One had to enter that part-reptilian and part-cavelike project through a mouth-like orifice. Doshi himself speaks of dream encounters of divining the site and figuring out the form-shape. The elaboration of a subterranean creature-form is not unlike a resurrection of Vrtra, an aquatic-terrestrial monster in Vedic mythology who was once slayed by the celestial god Indra. This is not unlike Pythia slaughtered by Apollo in Greek imagination to inaugurate a new imperium of the celestial over the terrestrial. Such imagery points to Doshi’s engagement with ancient Vedic and Hindu narratives, and his own deeply personal oneiric imagination in form conception. With the deep and ancient symbolism of the cave, the Gufa provokes a rethinking of the original conditions of architecture submerged in the onslaught of a marketplace dynamic and the displacement of sacrality in the everyday life.
A disposition for an earth-bound configuration is also displayed in other projects whenever an opportunity offered itself.
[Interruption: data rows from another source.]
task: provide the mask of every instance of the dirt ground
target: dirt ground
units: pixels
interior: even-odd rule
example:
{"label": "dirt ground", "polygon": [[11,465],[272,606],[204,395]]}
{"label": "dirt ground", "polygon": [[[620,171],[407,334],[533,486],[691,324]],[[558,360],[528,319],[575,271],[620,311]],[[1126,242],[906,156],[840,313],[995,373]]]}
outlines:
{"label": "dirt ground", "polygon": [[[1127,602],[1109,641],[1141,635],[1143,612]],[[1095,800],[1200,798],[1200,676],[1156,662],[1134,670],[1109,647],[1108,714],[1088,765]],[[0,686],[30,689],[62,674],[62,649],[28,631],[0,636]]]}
Even for a project with pragmatic currency such as the National Institute of Fashion Technology in New Delhi (1997), and one dressed up a little with postmodern paraphernalia, Doshi was intensely attentive to discovering and digging up an ancient well that produced an excavated parti in the courtyard of the project site.
Doshi’s Sangath phase speaks of his attempt to literally dig down into some primordial depth for a new foundational and ontological verification for architecture in India. “I tried to listen to the vibrations and activities that lay deep in her womb,” Doshi confesses. “The earth always rekindles many dormant ideas in me.” Even though Sangath does not speak of any particular architectural tradition of India, it proposes a new mythos in the tradition. While none of the themes at Sangath match up to a particular tradition or practice, it appears to be in an easy and natural collaboration with the site, as if it has been there for a long time.